L'Italia non è, come qualcuno potrebbe immaginare, la nazione più "televisiva" del mondo - né dell'Europa. Questo è il numero di televisori, in proporzione al numero di famiglie, in 14 paesi dell'Unione Europea più gli Stati Uniti.
Come è noto ed evidente la penetrazione della televisione è quasi totale in tutti i paesi che non soffrono di gravi restrizioni. La differenza non sta nel numero di televisori - e neppure nel numero di persone che guardano, più o meno spesso, la televisione. Sta nel genere, qualità e varietà dei programmi, nel modo in cui si guarda e si "fruisce", nella maggiore o minore ricchezza della gamma di strumenti utilizzata.
Sono molto più estese, purtroppo, in Italia quelle categorie di persone che alla televisione aggiungono poche altre risorse. Insomma quella larga parte (circa metà) della popolazione italiana che soffre di scarsità non è "ricca" di televisione, ma "povera" di altri strumenti di informazione e comunicazione.
"Nuovi" sistemi?
In Italia non si è mai sviluppata la televisione "via cavo", che in altri paesi ha avuto una larga diffusione. I motivi sono vari, ma il principale è uno. Quando stava per aprirsi la possibilità della diffusione "via cavo" in Italia, fu scelto invece di "liberalizzare" le trasmissioni "via etere". Un'improvvisa crescita del numero di canali disponibili distolse l'attenzione dalle possibilità che avrebbe offerto lo sviluppo di aree "cablate" (che in altri paesi sono state, parecchi anni fa, anche il primo strumento di accesso alle trasmissioni satellitari). Anche nella ricezione delle trasmissioni dai satelliti l'Italia è in forte ritardo. Ora la situazione si sa evolvendo, ma ovviamente è troppo presto per poter fare ipotesi o previsioni su come si svilupperà nei prossimi anni.

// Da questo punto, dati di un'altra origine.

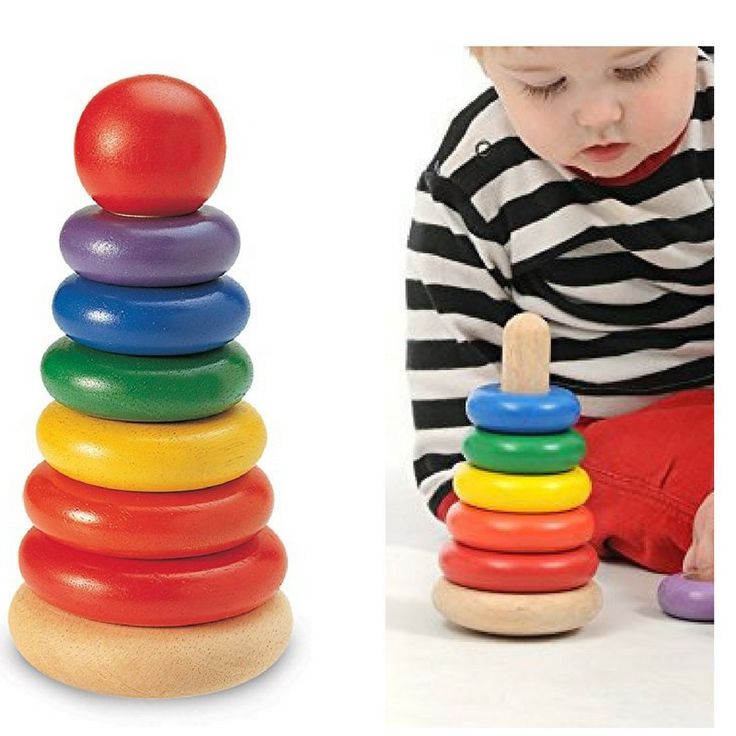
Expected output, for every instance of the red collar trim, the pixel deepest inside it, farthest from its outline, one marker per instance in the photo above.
(647, 167)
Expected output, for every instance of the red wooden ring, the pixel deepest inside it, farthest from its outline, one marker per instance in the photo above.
(507, 532)
(504, 572)
(148, 525)
(190, 590)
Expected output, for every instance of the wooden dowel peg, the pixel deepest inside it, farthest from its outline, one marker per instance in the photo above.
(525, 355)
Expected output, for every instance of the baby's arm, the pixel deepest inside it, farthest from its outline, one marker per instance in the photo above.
(698, 561)
(457, 306)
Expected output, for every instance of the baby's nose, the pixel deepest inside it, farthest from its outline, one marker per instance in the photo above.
(598, 112)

La televisione a cinquecento o mille canali è ormai da tempo una concreta possibilità tecnica. Se si realizzasse permetterebbe un cambiamento radicale dei comportamenti. Ognuno potrebbe scegliere il programma che vuole, all'ora che preferisce. Ma la televisione "generalista" è radicata nelle abitudini (più di chi produce la televisione che di chi la guarda). Produrre e organizzare i contenuti necessari per una televisione più selettiva, che offra a ciascuno una larga libertà di scelta, è un'impresa molto impegnativa. Ciò che la tecnologia permetterebbe di realizzare in tempi brevi probabilmente si farà attendere ancora per parecchi anni.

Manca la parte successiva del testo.